Stockton-on-the-Forest is located to the east of the A64 road to Scarborough and the roundabout interchange of the A64 and the A1036. To the east there are the villages of Upper Helmsley and Sand Hutton and to the south the villages of Warthill, Holtby and Murton.

According to the 2001 census the parish had a population of 1,261, reducing to 1,214 at the 2011 census and increasing to 1,384 in the 2021 census

Stockton-on-the-Forest is a good example of a linear village, as it follows only one main road (Stockton Lane/Sandy Lane) for approximately 1.5 mi, branching out only near the west end. Many of the houses along the main road do not have house numbers but individual names many with references to agriculture, local features or mysticism.

Since 1988 the village has been part of a conservation area that includes the village, main street, Stockton Hall, and its surrounding grounds.

==Religion==
Stockton-on-the-Forest is served by one church, the Anglican Holy Trinity Church that was rebuilt in 1843. In 2012 the churches of Stockton-on-the-Forest, Holtby and Warthill joined with Dunnington church to form Rural East York. The Methodist Chapel was closed in May 2010 and subsequently demolished to make way for residential property.

==Amenities==

Stockton-on-the-Forest village hall

The village has a local pub, called The Fox. A Scout group has operated in the village since 1969, consisting of a Beaver Colony, Cub Pack and Scout Troop. The village also has a village hall.

Forest Park Golf Club stretches between the village and the A64 road. The Snowball Plantation woodland area and Scout park is situated on the eastern end of the village.

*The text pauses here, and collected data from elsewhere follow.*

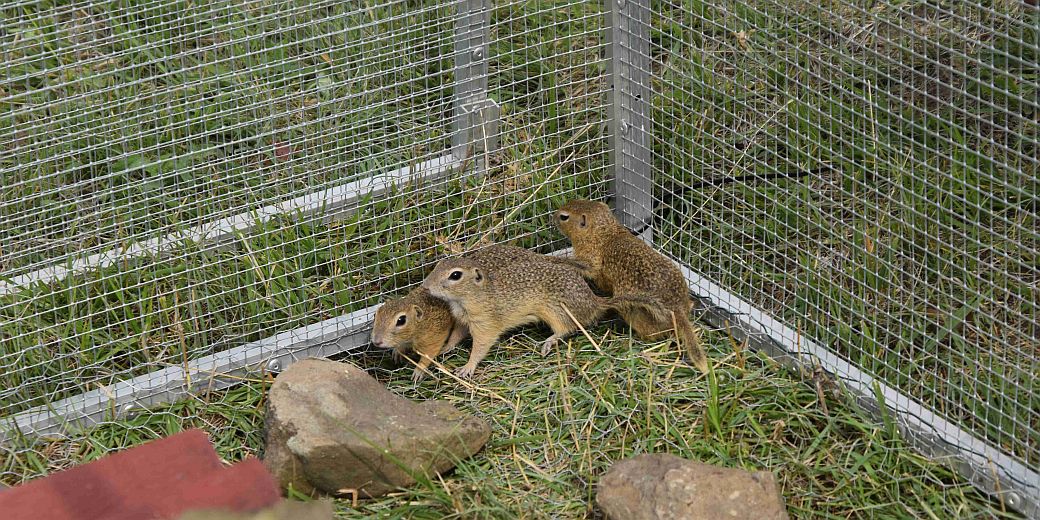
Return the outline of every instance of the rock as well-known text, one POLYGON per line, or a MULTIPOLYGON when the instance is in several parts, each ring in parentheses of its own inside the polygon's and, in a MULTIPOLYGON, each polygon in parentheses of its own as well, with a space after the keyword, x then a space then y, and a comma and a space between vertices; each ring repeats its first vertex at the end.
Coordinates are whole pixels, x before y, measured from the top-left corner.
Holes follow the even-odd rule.
POLYGON ((189 511, 177 520, 334 520, 332 502, 315 500, 313 502, 297 502, 283 500, 274 507, 256 513, 236 513, 232 511, 189 511))
POLYGON ((443 401, 413 402, 360 368, 297 362, 271 385, 264 464, 283 488, 377 497, 480 451, 486 422, 443 401), (404 465, 406 467, 402 467, 404 465))
POLYGON ((666 453, 614 463, 600 478, 596 503, 611 520, 787 519, 771 472, 721 468, 666 453))

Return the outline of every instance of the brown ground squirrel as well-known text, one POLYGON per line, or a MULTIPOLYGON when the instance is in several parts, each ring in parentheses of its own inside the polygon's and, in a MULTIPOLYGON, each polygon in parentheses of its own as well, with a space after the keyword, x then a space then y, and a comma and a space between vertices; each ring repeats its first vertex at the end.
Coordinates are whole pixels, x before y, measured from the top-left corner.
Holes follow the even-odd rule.
POLYGON ((376 309, 372 323, 372 344, 394 349, 394 357, 409 348, 419 355, 412 381, 422 380, 426 368, 440 354, 446 354, 469 336, 469 330, 455 321, 448 304, 434 298, 422 287, 404 298, 389 300, 376 309))
POLYGON ((664 312, 658 315, 638 308, 618 311, 636 334, 659 339, 662 333, 678 329, 690 362, 707 372, 708 357, 698 330, 690 323, 689 288, 671 260, 629 233, 602 202, 571 200, 556 212, 556 223, 574 246, 575 258, 588 264, 586 276, 600 290, 615 298, 660 301, 664 312))
POLYGON ((660 307, 640 297, 597 296, 578 270, 582 265, 513 246, 488 246, 441 260, 423 287, 447 301, 452 315, 473 336, 469 361, 455 373, 473 375, 503 333, 540 321, 553 331, 542 344, 542 355, 547 355, 561 339, 578 330, 564 305, 583 327, 611 309, 631 314, 637 308, 653 313, 660 307))

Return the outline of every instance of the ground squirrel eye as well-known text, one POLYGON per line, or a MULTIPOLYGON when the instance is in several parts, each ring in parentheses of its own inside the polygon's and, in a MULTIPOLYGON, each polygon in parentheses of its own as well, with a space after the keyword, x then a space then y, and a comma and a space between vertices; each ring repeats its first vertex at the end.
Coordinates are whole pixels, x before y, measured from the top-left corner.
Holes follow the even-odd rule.
POLYGON ((408 321, 408 318, 407 318, 407 317, 405 317, 405 315, 404 315, 404 314, 402 314, 402 315, 398 316, 398 317, 397 317, 397 326, 398 326, 398 327, 403 327, 403 326, 404 326, 404 323, 405 323, 406 321, 408 321))
POLYGON ((570 219, 570 218, 571 218, 570 215, 568 215, 566 213, 560 213, 560 222, 567 222, 567 220, 570 219))
POLYGON ((455 281, 461 280, 462 271, 452 271, 451 274, 448 275, 448 278, 455 281))

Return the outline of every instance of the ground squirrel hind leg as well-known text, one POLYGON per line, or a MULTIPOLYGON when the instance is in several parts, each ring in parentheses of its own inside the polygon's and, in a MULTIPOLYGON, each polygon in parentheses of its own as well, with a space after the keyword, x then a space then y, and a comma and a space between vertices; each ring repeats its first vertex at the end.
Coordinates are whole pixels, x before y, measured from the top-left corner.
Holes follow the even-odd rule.
POLYGON ((666 333, 671 332, 675 328, 671 321, 663 323, 641 309, 624 312, 621 315, 621 319, 625 320, 625 323, 632 327, 632 331, 636 333, 636 336, 646 341, 661 341, 668 337, 666 333))
POLYGON ((701 346, 700 332, 690 322, 690 317, 685 313, 668 311, 669 321, 667 323, 654 319, 643 312, 633 312, 625 316, 625 321, 632 327, 636 335, 648 341, 662 341, 670 336, 686 351, 686 357, 690 364, 701 372, 708 371, 708 355, 701 346))
POLYGON ((555 313, 547 313, 542 319, 549 324, 549 328, 553 331, 553 335, 549 336, 542 343, 543 356, 548 356, 549 352, 552 352, 552 349, 556 348, 560 341, 578 331, 578 326, 574 323, 574 320, 563 309, 559 309, 555 313))

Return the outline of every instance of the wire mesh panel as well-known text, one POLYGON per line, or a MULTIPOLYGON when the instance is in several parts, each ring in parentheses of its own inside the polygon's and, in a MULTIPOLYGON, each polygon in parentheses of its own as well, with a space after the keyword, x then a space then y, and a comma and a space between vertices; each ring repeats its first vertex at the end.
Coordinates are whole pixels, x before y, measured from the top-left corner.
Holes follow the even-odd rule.
POLYGON ((627 9, 657 245, 1040 465, 1035 5, 627 9))
POLYGON ((611 193, 789 352, 1035 468, 1038 23, 1018 0, 5 4, 0 482, 256 432, 221 411, 262 406, 265 370, 359 347, 442 254, 559 248, 548 215, 611 193))
POLYGON ((372 307, 438 255, 548 243, 552 208, 606 190, 601 12, 0 8, 0 479, 191 425, 220 436, 231 425, 212 410, 262 387, 214 390, 260 376, 218 384, 206 367, 334 352, 321 345, 363 338, 372 307), (500 133, 473 131, 481 106, 460 117, 461 101, 485 98, 500 133), (456 153, 460 133, 479 146, 456 153), (183 404, 142 413, 185 389, 183 404), (68 427, 61 407, 89 408, 96 427, 68 427))

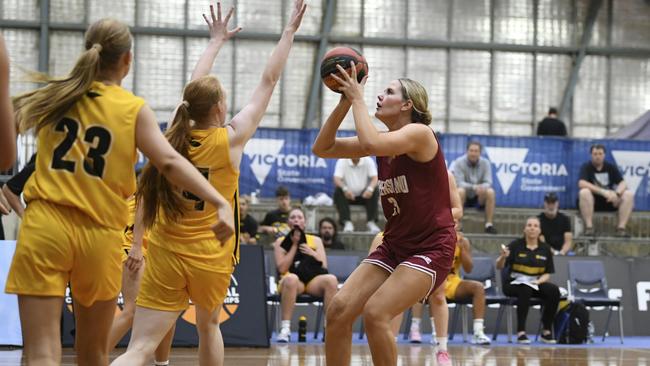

The village GP surgery closed in August 2023.

==Education==
Stockton-on-the-Forest has a primary school for local residents accommodating approximately 100 pupils. The village lies within the catchment area of Huntington School, a secondary school located in nearby Huntington.

==Transport==
Stockton-on-the-Forest is currently served by bus operator Coastliner that links the village with the cities of Leeds and York as well as the east coast of Yorkshire via Malton. The A64 is located nearby, a major connecting road in the region. The village was served by Warthill railway station on the York to Beverley Line between 1847 and 1959.